Saturday, February 26, 2011

Awakening...

I'm so angry I can't even see straight today. Not only is the ex unemployed for the third year in a row this time of year, but he's informed me he can not pay child support and does not see why he should if he isn't earning an income. Um, well, maybe you should because they are your children, and they still eat whether or not you are gainfully employed.

I may seem cold-hearted to even publically post this, but it's my cheap therapy tonight.  I can not take even one more heart-broken phone call home from my girls. I will not continue to convince them that they should go with their dad when they don't want to.

Those of you who know me well know that, despite my outgoing nature, I shrink from conflict. And today was ripe with it. But something inside me finally really broke. It had been hanging by a thread, but I let lose like I've never done before and said exactly what I felt about the situation. I fought back. Sure, it didn't really do any good, but damn it felt great.
During a resulting telephone conversation (read 'fight), the ex told me to take a look in the mirror tonight and see if I'm happy with what I saw. He's always been the master of controlling these situations, of making me feel like less than what I am. He knows my mortal weakness... that I have a poor self image. Let's be honest - I'm overweight, I hate my fine hair, I don't like how I look without makeup.

But you know what? I took him up on his dare - I looked in the mirror. And for the first time in years, I'm not disappointed like I normally am. Call me a nut, but when I looked into my own eyes (yes, true story - sat on my bathroom countertop and looked at myself, right in the eye) I saw a fierce determination, a strength to get through yet another uphill battle and someone who looks much healthier and happier than she has in years.

The ex's move to try to break me even further brought about an unexpected moment of awakening and happiness, and it's unleashed a fury of emotion. I have cried harder than I ever have in the past six months today. I feel like I'm finally able let myself be immersed in the hurt that I'd bottled up for so many years. These tears feel like a sweet relief from the drought of shame over a failed marriage and denial of self.

Nevermore.

Tuesday, February 01, 2011

Because of James

A few days ago a friend posted a random article about organ donation on Facebook. It's odd, but the innocent news article triggered a flurry of emotion for me. It reminded me of James.

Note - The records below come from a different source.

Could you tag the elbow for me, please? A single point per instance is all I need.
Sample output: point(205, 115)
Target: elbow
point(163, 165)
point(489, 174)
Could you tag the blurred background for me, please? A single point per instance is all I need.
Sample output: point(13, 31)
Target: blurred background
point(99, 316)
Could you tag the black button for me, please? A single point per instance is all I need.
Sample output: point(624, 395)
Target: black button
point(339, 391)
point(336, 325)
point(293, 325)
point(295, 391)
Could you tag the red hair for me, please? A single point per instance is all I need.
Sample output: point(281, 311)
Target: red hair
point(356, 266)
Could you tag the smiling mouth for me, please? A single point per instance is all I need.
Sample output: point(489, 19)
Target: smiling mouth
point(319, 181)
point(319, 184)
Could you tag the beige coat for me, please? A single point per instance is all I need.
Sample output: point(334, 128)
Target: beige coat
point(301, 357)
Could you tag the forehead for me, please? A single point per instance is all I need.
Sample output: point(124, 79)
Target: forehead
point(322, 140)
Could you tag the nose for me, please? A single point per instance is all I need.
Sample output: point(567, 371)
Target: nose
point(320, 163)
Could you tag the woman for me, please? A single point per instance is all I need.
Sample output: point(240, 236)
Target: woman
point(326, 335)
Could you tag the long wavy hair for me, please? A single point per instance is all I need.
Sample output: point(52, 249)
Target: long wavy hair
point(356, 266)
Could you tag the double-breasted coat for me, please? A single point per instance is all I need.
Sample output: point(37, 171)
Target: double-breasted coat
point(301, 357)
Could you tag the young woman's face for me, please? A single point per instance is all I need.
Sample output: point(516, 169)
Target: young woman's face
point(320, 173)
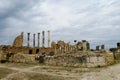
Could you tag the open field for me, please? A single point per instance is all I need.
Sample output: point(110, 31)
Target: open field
point(19, 71)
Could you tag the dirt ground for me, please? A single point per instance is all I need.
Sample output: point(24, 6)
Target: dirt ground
point(44, 72)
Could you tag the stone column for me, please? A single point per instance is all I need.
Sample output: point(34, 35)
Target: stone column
point(38, 39)
point(102, 47)
point(33, 40)
point(48, 38)
point(22, 33)
point(28, 40)
point(43, 38)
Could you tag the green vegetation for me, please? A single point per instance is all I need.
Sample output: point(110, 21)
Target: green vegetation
point(43, 77)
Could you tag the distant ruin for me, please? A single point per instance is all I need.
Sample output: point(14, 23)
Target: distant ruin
point(59, 53)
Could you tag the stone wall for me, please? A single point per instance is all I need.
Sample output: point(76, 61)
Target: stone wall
point(80, 60)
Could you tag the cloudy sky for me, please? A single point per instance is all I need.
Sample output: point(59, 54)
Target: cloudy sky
point(97, 21)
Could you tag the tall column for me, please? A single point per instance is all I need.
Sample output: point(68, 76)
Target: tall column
point(38, 39)
point(28, 40)
point(43, 38)
point(48, 38)
point(22, 33)
point(33, 40)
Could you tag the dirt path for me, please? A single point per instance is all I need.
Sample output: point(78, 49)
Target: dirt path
point(109, 73)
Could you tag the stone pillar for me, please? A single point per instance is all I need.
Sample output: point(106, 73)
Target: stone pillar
point(38, 39)
point(48, 38)
point(43, 38)
point(22, 37)
point(97, 47)
point(102, 47)
point(118, 45)
point(28, 44)
point(33, 40)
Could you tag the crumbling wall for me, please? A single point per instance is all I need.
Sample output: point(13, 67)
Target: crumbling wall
point(80, 60)
point(23, 58)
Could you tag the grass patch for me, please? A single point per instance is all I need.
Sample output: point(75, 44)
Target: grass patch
point(43, 77)
point(67, 68)
point(4, 72)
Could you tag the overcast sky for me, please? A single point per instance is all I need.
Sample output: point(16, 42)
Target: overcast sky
point(97, 21)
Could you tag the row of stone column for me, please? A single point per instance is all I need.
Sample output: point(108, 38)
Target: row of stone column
point(100, 47)
point(38, 39)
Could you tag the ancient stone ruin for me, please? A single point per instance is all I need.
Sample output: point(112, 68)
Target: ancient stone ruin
point(59, 53)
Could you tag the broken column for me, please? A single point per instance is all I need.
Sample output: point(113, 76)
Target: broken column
point(38, 39)
point(28, 44)
point(48, 38)
point(33, 40)
point(43, 38)
point(118, 45)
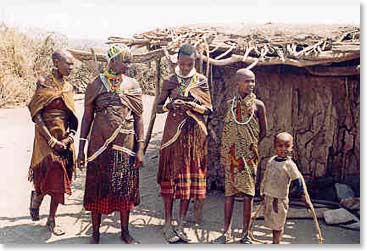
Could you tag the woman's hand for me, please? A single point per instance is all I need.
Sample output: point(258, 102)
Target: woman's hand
point(139, 158)
point(59, 146)
point(275, 205)
point(81, 160)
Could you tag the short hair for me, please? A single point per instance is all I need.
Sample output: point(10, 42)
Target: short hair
point(60, 54)
point(285, 136)
point(187, 50)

I know that James had dark hair. I know he had a moustache. I have a picture of him, with his pet German Shepherd. He was from Virginia. And he died too young. I never knew James, and I never will. But James is an integral part of my family and my every day life.

James saved my daughter's life, though. He was an organ donor, and a piece of the body he left behind is now so integrally a part of my daughter's every heart beat that it is, quite literally, the reason she is alive today.